The HPPANEL Procedure

Specifying the Number of Nodes and Number of Threads

The PERFORMANCE statement in PROC HPPANEL is specified like the PERFORMANCE statement in other SAS high-performance procedures. The following statements execute the model in the distributed computing environment with two threads and four nodes:

   proc hppanel data=a;
      id state date;
      model y = x1 x2;
      performance nodes=2 nthreads=4;
   run;

The major advantage of using PROC HPPANEL is that you can incorporate a model for the structure of the random errors. It is important to consider what type of error structure model is appropriate for your data and to specify the corresponding option in the MODEL statement.

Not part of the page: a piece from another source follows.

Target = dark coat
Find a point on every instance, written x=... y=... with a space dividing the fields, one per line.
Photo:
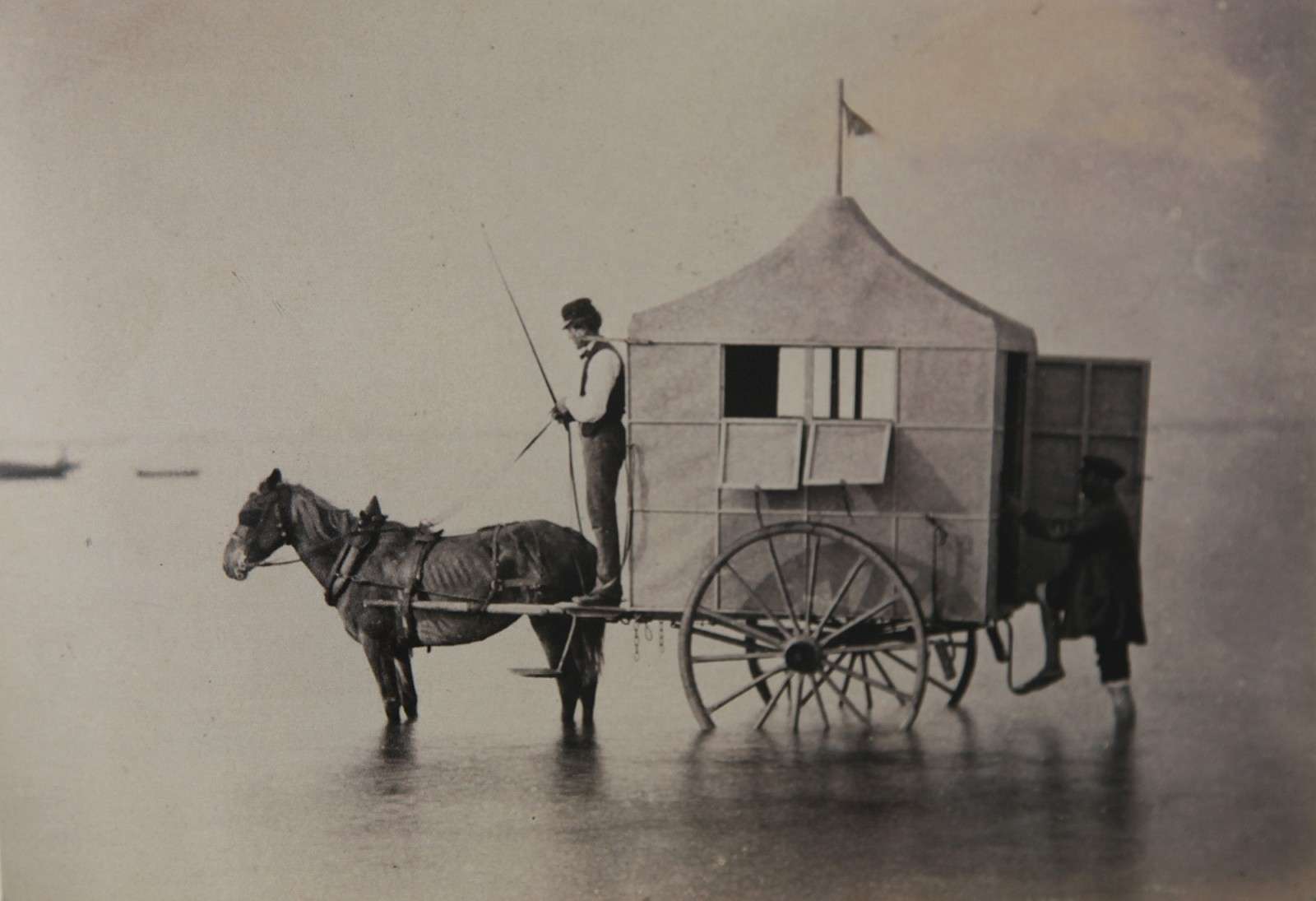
x=1101 y=588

The error structure options supported by the HPPANEL procedure are FIXONE, FIXONETIME, FIXTWO, RANONE, and RANTWO. For more information about these methods and the error structures they assume, see the following sections. The following statements fit a Fuller-Battese one-way random-effects model:

   proc hppanel data=a;
      id state date;
      model y = x1 x2 / ranone vcomp=fb;
      performance nodes=0 nthreads=1;
   run;

To aid in model specification within this class of models, PROC HPPANEL provides one specification test statistic, the Hausman m statistic, which provides information about the appropriateness of the random-effects specification. The m statistic is based on the idea that, under the null hypothesis of no correlation between the effects variables and the regressors, ordinary least squares (OLS) and generalized least squares (GLS) are consistent. However, OLS is inefficient. Hence, a test can be based on the result that the covariance between an efficient estimator and its difference from an inefficient estimator is 0. Rejection of the null hypothesis might suggest that the fixed-effects model is more appropriate.

The HPPANEL procedure also provides the Buse R-square measure. This number is interpreted as a measure of the proportion of the transformed sum of squares of the dependent variable that is attributable to the influence of the independent variables. For OLS estimation, the Buse R-square measure is equivalent to the usual R-square measure.